La pratique habituelle était de demander à un prince ou à un membre masculin de la famille royale de fracasser une bouteille sur la proue. Toutefois, tout cela a changé en 1811 lorsque le prince-régent, le futur roi George IV, a invité une dame à le faire, ce qui a donné lieu jusqu’à présent aux marraines. (Cela dit, il n’est pas obligatoire que ce soit une marraine.)

Fait à noter : même si, de nos jours, les cérémonies ne sont plus synonymes de mort, il n’en demeure pas moins qu’elles ont déjà été dangereuses. En effet, une bouteille malencontreusement lancée a frappé un spectateur qui a poursuivi en justice l’amirauté. Depuis lors, la bouteille est généralement fixée au navire par un cordon ou est maintenue fermement dans un bras mécanique ou tout autre dispositif.

Même si des détails ont été modifiés, les éléments essentiels de la cérémonie restent inchangés. Dans les cérémonies de baptême modernes, le parrain casse la bouteille de champagne sur la proue (normalement de façon mécanique en appuyant sur un bouton), révèle le nom du navire et invoque des bénédictions pour le navire et l’équipage.

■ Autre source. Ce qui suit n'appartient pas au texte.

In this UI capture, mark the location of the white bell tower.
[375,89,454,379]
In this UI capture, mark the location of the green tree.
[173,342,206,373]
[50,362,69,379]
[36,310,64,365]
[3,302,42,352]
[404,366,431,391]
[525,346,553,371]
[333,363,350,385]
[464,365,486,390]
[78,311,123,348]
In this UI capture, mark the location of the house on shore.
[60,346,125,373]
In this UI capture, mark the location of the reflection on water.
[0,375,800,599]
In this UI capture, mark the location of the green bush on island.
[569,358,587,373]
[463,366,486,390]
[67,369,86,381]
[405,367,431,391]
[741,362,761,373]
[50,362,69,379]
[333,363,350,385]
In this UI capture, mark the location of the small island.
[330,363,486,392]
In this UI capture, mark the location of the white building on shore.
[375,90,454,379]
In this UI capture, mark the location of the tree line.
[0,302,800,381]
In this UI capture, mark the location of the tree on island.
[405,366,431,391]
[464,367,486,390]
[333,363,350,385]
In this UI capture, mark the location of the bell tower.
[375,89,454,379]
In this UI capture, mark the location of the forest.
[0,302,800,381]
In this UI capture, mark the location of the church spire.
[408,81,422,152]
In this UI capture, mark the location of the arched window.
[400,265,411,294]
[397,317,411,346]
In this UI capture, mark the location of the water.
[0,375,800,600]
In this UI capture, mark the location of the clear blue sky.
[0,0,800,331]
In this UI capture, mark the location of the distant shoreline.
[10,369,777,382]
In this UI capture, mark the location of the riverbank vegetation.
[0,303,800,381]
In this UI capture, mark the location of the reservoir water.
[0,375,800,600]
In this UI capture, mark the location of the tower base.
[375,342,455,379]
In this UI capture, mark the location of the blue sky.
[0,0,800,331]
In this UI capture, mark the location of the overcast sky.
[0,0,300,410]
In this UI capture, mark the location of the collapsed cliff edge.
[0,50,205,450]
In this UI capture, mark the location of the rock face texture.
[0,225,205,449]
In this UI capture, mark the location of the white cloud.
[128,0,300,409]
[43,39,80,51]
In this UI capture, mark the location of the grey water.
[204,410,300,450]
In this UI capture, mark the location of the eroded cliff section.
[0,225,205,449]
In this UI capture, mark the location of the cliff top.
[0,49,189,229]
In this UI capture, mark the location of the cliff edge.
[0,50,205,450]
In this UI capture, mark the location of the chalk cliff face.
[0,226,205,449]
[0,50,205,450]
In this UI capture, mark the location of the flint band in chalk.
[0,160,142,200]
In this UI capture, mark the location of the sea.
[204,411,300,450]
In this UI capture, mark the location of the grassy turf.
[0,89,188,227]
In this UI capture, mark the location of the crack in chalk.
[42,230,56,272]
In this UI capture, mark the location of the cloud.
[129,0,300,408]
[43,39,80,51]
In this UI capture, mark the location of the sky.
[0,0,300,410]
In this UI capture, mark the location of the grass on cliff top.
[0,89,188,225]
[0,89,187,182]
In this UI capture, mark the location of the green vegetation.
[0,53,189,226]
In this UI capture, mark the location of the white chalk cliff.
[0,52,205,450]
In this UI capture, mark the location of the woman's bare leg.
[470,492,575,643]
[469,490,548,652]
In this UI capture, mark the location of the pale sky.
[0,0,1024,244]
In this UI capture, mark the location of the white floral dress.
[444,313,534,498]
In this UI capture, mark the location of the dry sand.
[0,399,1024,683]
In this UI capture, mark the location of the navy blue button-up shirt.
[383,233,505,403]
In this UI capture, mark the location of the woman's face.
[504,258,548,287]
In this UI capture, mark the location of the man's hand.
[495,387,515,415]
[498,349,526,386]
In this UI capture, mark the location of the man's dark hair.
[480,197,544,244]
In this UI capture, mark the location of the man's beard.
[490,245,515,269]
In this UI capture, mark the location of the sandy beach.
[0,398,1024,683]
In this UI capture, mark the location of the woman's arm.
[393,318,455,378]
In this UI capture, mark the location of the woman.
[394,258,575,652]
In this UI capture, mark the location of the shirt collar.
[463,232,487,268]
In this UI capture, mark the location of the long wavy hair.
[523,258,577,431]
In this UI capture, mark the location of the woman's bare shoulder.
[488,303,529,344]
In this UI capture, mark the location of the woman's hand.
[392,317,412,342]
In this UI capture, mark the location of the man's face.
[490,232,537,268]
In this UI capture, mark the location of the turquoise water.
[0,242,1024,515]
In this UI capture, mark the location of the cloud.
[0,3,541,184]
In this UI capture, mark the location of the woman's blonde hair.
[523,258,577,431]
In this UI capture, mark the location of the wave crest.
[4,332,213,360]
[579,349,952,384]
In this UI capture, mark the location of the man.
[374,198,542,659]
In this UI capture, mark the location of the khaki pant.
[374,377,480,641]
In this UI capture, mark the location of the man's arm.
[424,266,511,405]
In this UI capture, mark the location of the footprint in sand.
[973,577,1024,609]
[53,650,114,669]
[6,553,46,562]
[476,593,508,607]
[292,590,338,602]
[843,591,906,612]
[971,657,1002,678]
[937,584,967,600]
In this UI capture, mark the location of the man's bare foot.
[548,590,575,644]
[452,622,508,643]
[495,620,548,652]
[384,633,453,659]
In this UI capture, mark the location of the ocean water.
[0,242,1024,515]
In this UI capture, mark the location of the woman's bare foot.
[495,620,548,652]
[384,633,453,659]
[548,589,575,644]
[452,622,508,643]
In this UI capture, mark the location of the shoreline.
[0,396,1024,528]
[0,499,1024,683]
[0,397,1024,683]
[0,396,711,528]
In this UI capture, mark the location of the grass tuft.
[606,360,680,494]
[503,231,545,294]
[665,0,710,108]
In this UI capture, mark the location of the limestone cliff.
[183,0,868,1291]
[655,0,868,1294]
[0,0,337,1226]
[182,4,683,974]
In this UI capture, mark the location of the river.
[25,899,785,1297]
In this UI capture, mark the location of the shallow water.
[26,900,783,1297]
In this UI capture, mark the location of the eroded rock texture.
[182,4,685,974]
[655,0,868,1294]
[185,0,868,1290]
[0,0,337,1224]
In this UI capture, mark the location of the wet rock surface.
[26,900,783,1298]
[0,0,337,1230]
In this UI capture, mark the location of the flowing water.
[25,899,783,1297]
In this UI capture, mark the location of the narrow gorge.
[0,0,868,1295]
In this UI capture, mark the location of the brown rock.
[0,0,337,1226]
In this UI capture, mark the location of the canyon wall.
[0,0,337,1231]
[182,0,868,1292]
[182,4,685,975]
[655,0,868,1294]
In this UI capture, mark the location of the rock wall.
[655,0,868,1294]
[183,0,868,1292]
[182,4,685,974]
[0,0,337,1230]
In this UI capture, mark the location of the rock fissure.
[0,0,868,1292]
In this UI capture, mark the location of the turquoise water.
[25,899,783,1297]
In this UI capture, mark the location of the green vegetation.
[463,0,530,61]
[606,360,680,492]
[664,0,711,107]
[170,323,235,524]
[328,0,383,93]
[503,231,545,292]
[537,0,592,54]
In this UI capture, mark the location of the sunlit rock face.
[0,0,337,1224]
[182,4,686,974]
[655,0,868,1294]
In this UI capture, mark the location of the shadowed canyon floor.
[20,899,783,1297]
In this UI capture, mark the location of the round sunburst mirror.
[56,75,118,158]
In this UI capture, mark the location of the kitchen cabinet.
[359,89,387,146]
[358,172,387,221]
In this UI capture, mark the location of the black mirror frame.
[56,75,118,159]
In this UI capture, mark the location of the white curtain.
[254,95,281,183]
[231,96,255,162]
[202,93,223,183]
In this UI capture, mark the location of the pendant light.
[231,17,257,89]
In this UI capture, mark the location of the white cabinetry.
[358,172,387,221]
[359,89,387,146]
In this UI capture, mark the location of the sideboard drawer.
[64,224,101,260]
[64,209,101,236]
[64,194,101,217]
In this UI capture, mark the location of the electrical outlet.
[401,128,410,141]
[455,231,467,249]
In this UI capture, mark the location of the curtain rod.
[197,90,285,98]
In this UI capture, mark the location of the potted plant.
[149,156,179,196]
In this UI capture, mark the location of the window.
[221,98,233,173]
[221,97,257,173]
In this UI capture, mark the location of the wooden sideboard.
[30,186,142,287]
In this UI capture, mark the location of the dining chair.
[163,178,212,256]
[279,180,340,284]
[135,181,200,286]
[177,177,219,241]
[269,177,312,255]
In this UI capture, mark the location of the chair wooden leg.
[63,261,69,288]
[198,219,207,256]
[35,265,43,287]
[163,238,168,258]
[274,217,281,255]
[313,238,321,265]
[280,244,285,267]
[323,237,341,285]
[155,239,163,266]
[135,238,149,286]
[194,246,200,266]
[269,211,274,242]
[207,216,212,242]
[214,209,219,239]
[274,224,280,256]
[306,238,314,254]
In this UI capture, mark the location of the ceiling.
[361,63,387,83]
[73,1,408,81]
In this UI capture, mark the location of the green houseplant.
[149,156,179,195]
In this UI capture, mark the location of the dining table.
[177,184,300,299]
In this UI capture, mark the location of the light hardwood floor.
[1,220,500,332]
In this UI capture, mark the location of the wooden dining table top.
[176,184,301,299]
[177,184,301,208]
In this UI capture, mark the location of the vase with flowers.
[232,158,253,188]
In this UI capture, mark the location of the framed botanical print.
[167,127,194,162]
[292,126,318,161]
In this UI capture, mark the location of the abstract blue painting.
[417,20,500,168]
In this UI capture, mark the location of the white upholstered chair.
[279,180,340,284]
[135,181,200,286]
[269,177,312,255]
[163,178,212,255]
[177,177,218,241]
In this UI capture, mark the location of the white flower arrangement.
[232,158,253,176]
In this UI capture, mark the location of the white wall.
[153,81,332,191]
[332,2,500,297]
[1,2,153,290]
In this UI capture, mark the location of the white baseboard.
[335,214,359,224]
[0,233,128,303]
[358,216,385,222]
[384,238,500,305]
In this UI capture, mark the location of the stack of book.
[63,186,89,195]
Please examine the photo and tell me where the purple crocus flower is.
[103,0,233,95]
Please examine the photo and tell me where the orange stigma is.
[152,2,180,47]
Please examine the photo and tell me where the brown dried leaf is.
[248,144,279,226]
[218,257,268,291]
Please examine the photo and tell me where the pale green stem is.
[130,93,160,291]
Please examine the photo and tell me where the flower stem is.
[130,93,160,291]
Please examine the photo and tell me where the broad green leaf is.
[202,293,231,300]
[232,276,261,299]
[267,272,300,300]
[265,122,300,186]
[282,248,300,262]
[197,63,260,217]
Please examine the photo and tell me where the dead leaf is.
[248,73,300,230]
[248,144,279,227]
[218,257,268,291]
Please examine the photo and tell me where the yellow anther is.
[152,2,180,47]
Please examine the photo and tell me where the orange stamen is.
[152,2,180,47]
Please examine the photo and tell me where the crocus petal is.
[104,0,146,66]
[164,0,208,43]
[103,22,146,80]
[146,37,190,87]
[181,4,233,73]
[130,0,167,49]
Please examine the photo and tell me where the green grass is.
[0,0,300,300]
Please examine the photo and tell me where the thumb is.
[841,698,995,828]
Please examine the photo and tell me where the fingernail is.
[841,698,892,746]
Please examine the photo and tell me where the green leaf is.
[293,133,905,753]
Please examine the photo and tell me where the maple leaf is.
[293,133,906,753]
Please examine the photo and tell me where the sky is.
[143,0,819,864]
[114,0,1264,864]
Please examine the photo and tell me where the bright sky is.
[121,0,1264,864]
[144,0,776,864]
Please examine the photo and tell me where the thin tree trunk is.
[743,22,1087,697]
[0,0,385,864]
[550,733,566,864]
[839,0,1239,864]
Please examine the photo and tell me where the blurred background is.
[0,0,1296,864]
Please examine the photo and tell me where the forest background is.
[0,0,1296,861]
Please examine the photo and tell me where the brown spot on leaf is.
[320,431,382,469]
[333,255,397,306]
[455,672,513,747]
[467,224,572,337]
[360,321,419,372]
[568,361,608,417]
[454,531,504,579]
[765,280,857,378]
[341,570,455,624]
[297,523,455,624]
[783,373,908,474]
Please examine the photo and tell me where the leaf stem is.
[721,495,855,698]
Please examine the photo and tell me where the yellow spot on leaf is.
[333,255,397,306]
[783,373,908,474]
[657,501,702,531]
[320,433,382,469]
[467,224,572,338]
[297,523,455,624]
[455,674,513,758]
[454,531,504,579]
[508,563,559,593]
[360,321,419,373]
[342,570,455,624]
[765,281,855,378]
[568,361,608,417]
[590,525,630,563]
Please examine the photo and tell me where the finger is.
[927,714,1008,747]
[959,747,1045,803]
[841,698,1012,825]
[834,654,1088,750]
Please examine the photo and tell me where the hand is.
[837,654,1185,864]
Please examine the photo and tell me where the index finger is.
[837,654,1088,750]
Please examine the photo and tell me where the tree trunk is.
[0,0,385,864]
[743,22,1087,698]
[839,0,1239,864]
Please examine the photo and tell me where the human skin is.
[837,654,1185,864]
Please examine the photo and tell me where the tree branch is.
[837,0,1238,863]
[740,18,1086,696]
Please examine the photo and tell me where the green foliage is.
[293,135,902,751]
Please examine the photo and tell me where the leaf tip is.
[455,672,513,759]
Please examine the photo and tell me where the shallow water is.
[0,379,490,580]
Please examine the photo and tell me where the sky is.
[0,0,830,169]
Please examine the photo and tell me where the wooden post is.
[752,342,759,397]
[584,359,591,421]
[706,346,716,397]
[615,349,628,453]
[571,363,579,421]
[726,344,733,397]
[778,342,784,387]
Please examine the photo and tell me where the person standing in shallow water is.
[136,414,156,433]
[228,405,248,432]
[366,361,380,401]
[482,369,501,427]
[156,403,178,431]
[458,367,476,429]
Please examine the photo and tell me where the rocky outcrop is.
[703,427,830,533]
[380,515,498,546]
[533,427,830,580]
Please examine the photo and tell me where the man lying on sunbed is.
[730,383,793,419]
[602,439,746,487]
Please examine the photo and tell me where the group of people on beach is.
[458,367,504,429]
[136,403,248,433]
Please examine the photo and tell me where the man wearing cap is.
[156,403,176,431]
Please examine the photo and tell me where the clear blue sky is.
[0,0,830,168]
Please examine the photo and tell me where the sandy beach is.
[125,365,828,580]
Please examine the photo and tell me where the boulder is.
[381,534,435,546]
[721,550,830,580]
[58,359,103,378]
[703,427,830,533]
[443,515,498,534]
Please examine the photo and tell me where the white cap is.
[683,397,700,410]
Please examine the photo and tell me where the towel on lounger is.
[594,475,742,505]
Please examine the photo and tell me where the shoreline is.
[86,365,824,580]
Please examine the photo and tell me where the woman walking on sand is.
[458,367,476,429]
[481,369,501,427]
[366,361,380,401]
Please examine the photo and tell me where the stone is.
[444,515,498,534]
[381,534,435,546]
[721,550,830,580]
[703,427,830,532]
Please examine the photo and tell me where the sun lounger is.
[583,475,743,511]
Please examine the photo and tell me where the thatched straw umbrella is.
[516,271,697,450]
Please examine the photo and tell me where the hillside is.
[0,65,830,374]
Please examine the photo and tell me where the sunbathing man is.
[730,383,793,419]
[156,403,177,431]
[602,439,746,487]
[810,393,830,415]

Au-delà de ces premières cérémonies importantes, certains parrains gardent le contact avec leur navire. La durée et la qualité de cette relation dépendent du parrain, mais aussi en grande partie du commandant.

Tous les nouveaux commandants ont pour tâche d’écrire au parrain du navire afin de se présenter et de chercher des occasions de l’inviter à participer à la vie du navire. Cela peut se traduire par des visites dans la ville ou le port éponyme, des réceptions ou d’autres événements.

Certains parrains ont gardé des liens étroits avec leur navire et avec la marine, et cela pendant des décennies après la cérémonie de baptême. De plus, le parrain peut s’avérer un atout précieux pour le commandant et un membre fidèle de la grande famille de la marine.

John Knoll est officier du patrimoine pour la Marine royale canadienne.

Sources :

Ce que vous avez toujours voulu savoir sur les traditions de la Marine (sans jamais oser le demander), par le Capv (retraité) R.G. Allen

Customs and Traditions of the Canadian Navy, Ltv Graeme Arbuckle, 1984

Customs of the Navy, Capc A. D. Taylor, CD, MRC, 1956 - Révisé 1961.